Tsunamis last for hours or sometimes days. They always consist of many surges or waves and the first surge is almost never the largest. Unlike typical wind-caused waves and swells which arrive on the order of every 10 to 20 seconds, tsunami surges are usually many minutes apart and sometimes more than an hour can pass between successive crests. Tsunamis can trick you. They are irregularly spaced in time and just when you might think a tsunami is over, larger surges may arrive. The arrival time of the first surge in a tsunami can be accurately predicted within minutes as it only depends on where the source is located and the distance and sea floor depths to coastal areas. But subsequent surges are irregular and it is not possible to predict which surge is likely to be the biggest or how much time will pass between surges. In some coastal locations like Crescent City, tsunami energy is trapped in the harbor and can continue for many days. Our recommendation – never return to coastal areas after a tsunami until authorities give you the all clear.

Does the water always retreat before a tsunami arrives?

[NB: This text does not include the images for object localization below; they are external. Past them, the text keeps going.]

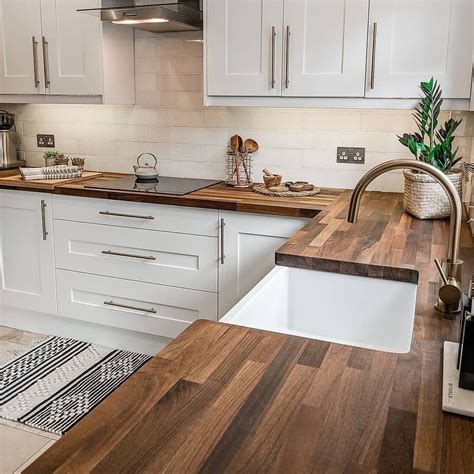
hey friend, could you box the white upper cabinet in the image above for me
[0,0,44,94]
[205,0,473,105]
[367,0,472,99]
[39,0,102,96]
[206,0,284,96]
[0,0,135,103]
[283,0,369,97]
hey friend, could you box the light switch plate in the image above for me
[337,147,365,164]
[37,134,55,148]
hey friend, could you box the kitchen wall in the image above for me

In about half of tsunami cases, the initial wave arrival at the coast is a trough, meaning that the water will draw down and appear to retreat, exposing the sea floor over a much larger area that an extremely low tide. But the first wave is just as likely to be a crest meaning that there will be no water lowering, just a sudden increase in wave height and water penetration. Whether the first arrival is negative (drawdown) or positive (wave increase) depends on the source characteristics and where your are relative to the source. If you suddenly notice that the water has gone out much further than normal, treat this as a warning that the water could suddenly rush back in and evacuate. But when you feel an earthquake at the coast, especially one that shakes for a long time, don’t wait to observe the water retreat. It might not do so and you can’t outrun a tsunami surging in.

Where and how frequently are tsunamis generated?

The majority of historic tsunamis have been located in the Pacific Ocean basin. It is earth’s largest ocean and is almost entirely ringed by subduction zones, the type of geologic feature that is most likely to produce very large earthquakes with vertical sea floor deformation.